Retrospective review of electronic prescribing records identified all patients prescribed eribulin from March 2016 to March 2018. We collected patient demographics, as well as tumour and treatment information and outcome.  

Results

Ninety-six patients received at least one dose of eribulin. Median age was 56. 77% were oestrogen receptor positive (ER+), 11% were HER2+ and 18% were triple negative. Median number of prior cytotoxic regimens in the metastatic setting was three. Performance Status (PS) was 0/1/2/3 in 32%/44%/21%/3%. Median number of completed eribulin cycles was four. Dose reduction was required in 22%. At analysis 11 patients were still on treatment.

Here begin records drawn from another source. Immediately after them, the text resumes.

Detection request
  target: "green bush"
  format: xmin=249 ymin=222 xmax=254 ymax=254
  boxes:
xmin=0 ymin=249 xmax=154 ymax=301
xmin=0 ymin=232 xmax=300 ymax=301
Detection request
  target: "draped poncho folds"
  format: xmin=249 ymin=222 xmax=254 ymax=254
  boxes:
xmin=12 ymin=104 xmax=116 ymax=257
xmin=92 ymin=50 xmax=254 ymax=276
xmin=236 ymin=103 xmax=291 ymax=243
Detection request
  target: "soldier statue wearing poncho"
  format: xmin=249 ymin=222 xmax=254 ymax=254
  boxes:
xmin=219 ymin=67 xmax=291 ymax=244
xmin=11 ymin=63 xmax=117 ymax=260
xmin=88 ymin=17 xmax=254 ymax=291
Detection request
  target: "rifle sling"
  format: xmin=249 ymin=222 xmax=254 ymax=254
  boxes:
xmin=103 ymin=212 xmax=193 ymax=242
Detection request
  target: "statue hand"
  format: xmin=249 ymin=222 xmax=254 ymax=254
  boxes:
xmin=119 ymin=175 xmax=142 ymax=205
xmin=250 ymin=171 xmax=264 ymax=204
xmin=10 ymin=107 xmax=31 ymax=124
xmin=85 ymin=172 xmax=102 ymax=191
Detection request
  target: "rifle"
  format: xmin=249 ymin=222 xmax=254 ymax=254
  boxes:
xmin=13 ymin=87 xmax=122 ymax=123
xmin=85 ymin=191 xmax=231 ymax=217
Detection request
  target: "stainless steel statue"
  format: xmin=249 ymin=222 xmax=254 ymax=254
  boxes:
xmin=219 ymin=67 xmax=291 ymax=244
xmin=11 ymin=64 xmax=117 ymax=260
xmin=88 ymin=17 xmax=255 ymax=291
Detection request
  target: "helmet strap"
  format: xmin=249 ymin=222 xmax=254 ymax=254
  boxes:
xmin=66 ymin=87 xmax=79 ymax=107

Median duration of eribulin treatment and median OS were 2.99m (95% CI: 2.17-3.81) and 8.84m (95% CI: 5.85-11.8) respectively. Duration of treatment in patients with PS 0 was significantly longer than PS 1 (4.37m v 2.30m, p=0.002) and PS 2 (4.37m v 1.34m, p<0.001), while ER+ was significantly longer versus ER- (3.45m v 1.38m, p=0.01). OS for PS 0 was not significantly longer than PS 1 (12.65m v 10.51m, p=0.11), but was significantly longer than for PS 2 (12.6m v 4.17m, p<0.001).

Conclusion

In our population, both the median duration of eribulin treatment and overall survival were less than reported in EMBRACE. This is likely due to real-world use of eribulin in patients with poorer PS.